Red Hat Bugzilla – Bug 743727
Improve availability reporting to users
Last modified: 2018-01-30 12:56:56 EST
This bug is around improving the level of information JON returns to the user when it shows that a resource is down.
When a user sees that a resource is red (or unknown if we've never collected information on it before) it would often be helpful for the user to also see a message about *why* the resource is red. Today we support this to some extent, by indicating on the single resource view if there is a connection error when initially trying to contact to the resource, but this could be extended:
a) Avail icon in resource *list* of JON UI simply shows UNAVAIL when the connection to the resource fails. Right now there is no message/user-feedback in such a condition.
b) Make sure that as the ability to connect to a resource changes, e.g. someone changes the underlying remote jmx password, that we propogate this back to the user. Similarly as soon as the connection is the resource is re-estabilished this error should stop be displayed. Possibly add a reason to the availability report in the plug-in API.
c) All messages need to be user-friendly and as specific as possible about whats going wrong and possible options to fix, i.e. we should not be displaying stacktraces
More notes from Larry
The end goal should be that when an availability check results in a failure that a user-friendly error message be logged and the message be passed back to the server UI.

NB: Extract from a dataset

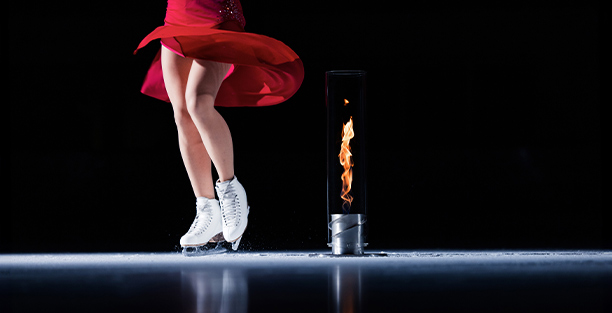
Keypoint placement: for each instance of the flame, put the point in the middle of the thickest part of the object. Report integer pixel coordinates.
(346, 160)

Give user visual feedback in the JON UI regarding connection failures
When connection failures occur, the user needs a clear description of why the failure occurred and some suggestions on how to fix the issue.

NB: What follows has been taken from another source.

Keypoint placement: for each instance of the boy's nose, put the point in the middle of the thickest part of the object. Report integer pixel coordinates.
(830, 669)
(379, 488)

Network connectivity issues: Invalid host name, connection refused, no route to host, connection timed out, etc.
Credential failures: Invalid user name, invalid password, invalid security domain
Messages should be clear and require the interpretation of the stack trace or exception class name. The users are not Java developers.
Users may not even know what a JNP URL is or where a Principal is defined for a connection.

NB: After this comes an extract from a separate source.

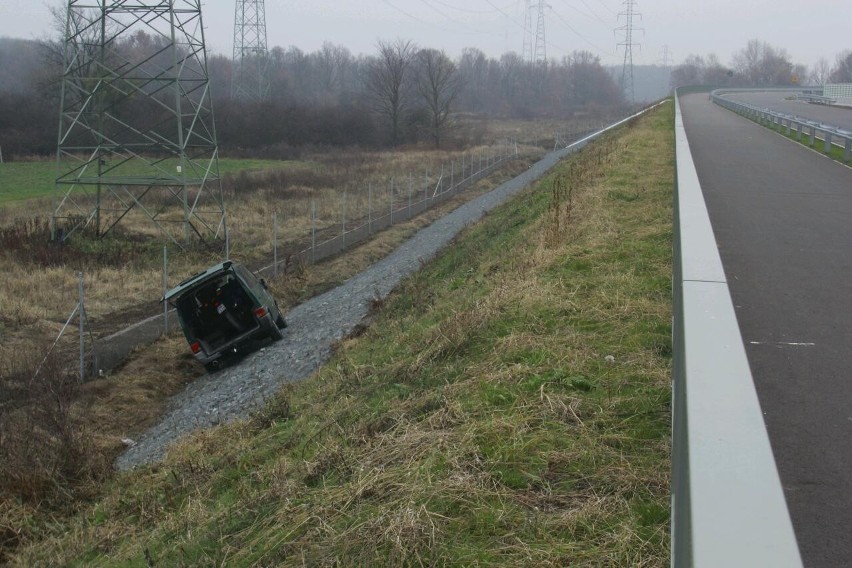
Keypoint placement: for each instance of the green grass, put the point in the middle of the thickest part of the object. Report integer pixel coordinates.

this is one of the reasons why the ResourceError entity is in existence. If we go by the assumption we even know why the avail went down (I'm not convinced we always know why, but if we do) we can store the info in the ResourceError table - this shows up in the GUI (yes, some people complain they don't like HOW it shows up - the yellow warning triangle in the top right) but at least we can have that information. How we show it in the GUI is a minor issue.
This has not been targeted for the current avail work. More detail is
needed to understand how to support this. Right now the getAvailability()
calls to the resource component have no way of passing back a message.
We could, add a second method to fetch an optional cause, or something like
that. It's not clear the component will be able to supply much info, and
we's also need to ensure we don't repeatedly send the same message.
Another example of this is when a resource availability scan timeout occurs. We get no log message or feedback that shows why this happened or that it even happened. Leaving the "UNAVAILABILE" resource state as a guessing game on why it is DOWN when the user can obviously see it is UP.
Created attachment 618088 [details]
Relating to comments 3 and 5 I've attached a screenshot (resource-errors.png) showing some of the information we send back from the agent today. We clearly send back information on some events, e.g. the type of the underlying server we are connecting to has changed. But as Larry points out there are still scenarios we are not sending back resource errors for.
As mazz points out, there is probably a separate discussion around how/if we should improve how those resources errors are displayed/dismissed etc in the UI
Another piece of information I think would be useful is the "age" of the availability - e.g. we show a resource green or red based on an information from 5 minutes ago, which might no longer reflect the reality. I think it would be useful for the user to see the age of the most recent avail check on a resource, together, perhaps, with way of requesting a new avail check out of schedule.